C’est donc en un sens la question de la signification qui nous est posée ici, c’est cette dernière qui va assurer la continuité entre les formes et donner une logique au dispositif. Or House of no more ne propose pas une signification univoque, mais laisse de nombreuses possibilités d’interprétation, tant en termes de forme que de contenu. La signification assure bien ici une continuité, mais cette dernière est relative, assujettie à l’expérience esthétique de chaque spectateur.

Conclusion

La représentation à laquelle on assiste alors n’est pas une représentation qui a une cohérence préalable, mais bien une représentation qui n’a de signification qu’au regard d’une expérience sensible singulière. C’est donc bien une matière de la représentation qui est travaillée, qui situe l’action du spectateur dans une interaction entre expérience plastique et processus sémiotique en vue de produire une signification.

Le spectateur devient le producteur de ce sens, localement sur des évènements plastiques et globalement sur l’ensemble de la représentation.

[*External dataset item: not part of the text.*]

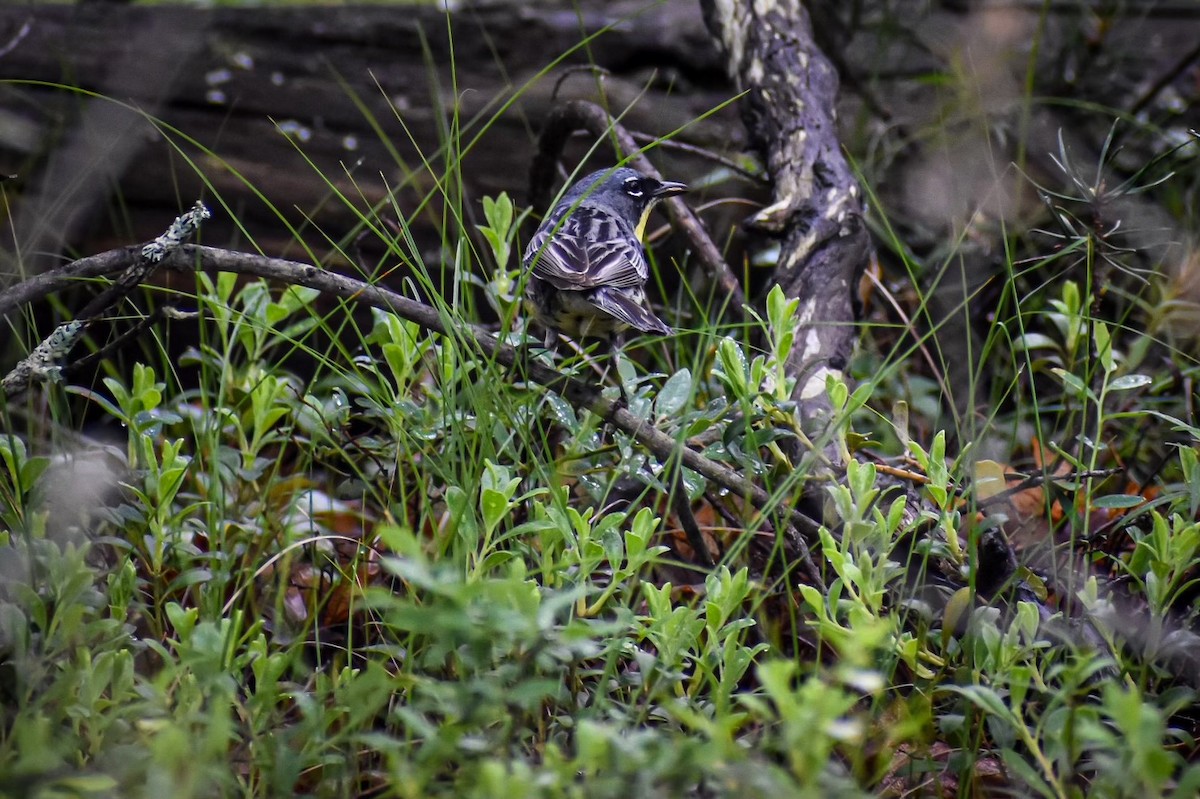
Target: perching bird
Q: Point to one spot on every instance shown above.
(587, 265)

Cette variabilité de la signification viendrait questionner alors le rapport entretenu depuis Platon à une représentation transparente, c’est-à-dire pour laquelle le sens est une évidence qui ne fait pas cas de la matière même qui constitue la représentation.

Cette proposition théâtrale comporte donc plusieurs degrés de processus sémiotiques qui correspondent à des temps d’interprétation différents. Si l’approche plastique et visuelle est traitée sur le vif, le sens global de la pièce peut être perçu dans un après-coup de la représentation. On perçoit alors le rôle dynamique du spectateur dont on sollicite un tant soit peu l’esprit critique.

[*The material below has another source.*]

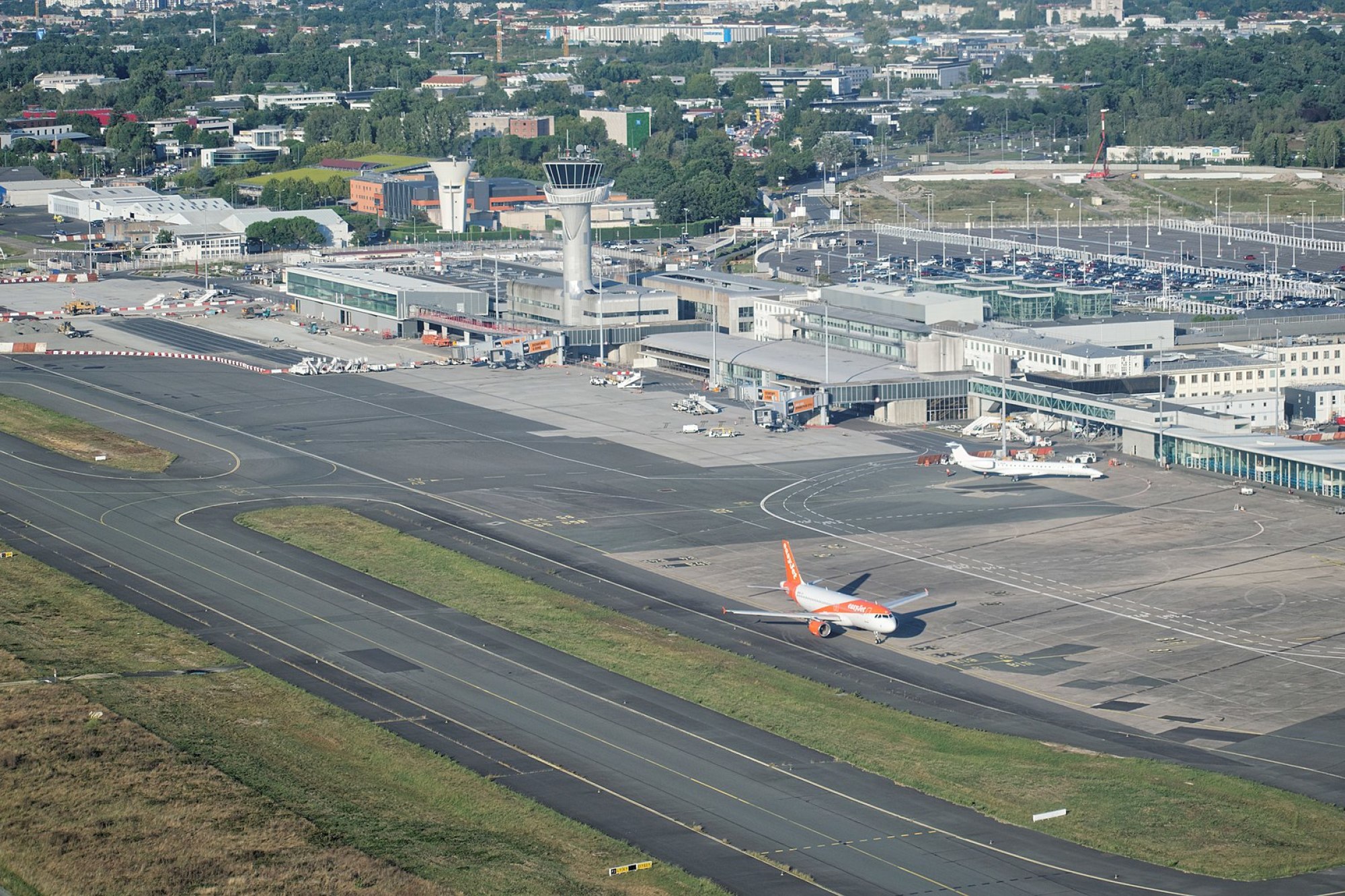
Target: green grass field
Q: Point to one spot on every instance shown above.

À l’heure où nos médias célèbrent cette transparence de l’image à son sens, où l’image dans son immédiate profusion se voit nettoyée de ses défauts, des ficelles de sa confection, on peut alors saluer ces propositions qui affirment la représentation comme matière vivante, qui poussent le sujet à prendre conscience de son opacité et des processus qui se jouent à travers elle.


Notes

1 – L’image numérique est constituée d’un codage informatique restitué visuellement sous forme de pixels de couleurs. La quantité de pixels déterminera la qualité de l’image.

2 – BARTHES Roland, La chambre claire, Paris, Gallimard, « Cahiers du cinéma », 1980, p.120.

3Ibid, p. 135.

4Ibid, p. 120.

5 – Le De Pictura d’Alberti est révélateur sur ce point d’une conception de la représentation picturale comme un agrégat d’étapes successives. La cohérence se voit ainsi assurée par un point de vue unique, la perspective. ALBERTI Léon Battista, De Pictura, Paris, Macula, Dédale – La littérature artistique, 1992, (1435), p.159. Pour la clarté du propos, nous avons pris la liberté de corriger cette citation pour ce qui semble être une erreur de frappe dans l’édition de référence.

6 – BARTHES Roland, op.cit., p.120.

7 – DELEDALLE Gérard, Théorie et pratique du signe, Introduction à la sémiotique de Charles S. Peirce, Payot, Paris, 1979, p. 120.

8 – BARTHES Roland, L’obvie et l’obtus, essais critiques III, Paris, Le Seuil, « Points Essais », 1992 (1982), p. 31-33.


Bibliographie

ALBERTI Léon Battista, De Pictura. Paris, Macula, Dédale, « La littérature artistique », 1992, (1435), 256p.

BARTHES Roland, L’obvie et l’obtus, essais critiques III, Paris, Le Seuil, « Points Essais », 1992, 282p.

BARTHES Roland, La chambre claire, Paris, Gallimard/Le Seuil, « Cahiers du cinéma », 1980, 192p.

DELEDALLE Gérard, Théorie et pratique du signe, Introduction à la sémiotique de Charles S. Peirce, Paris, Payot, 1979, 215p.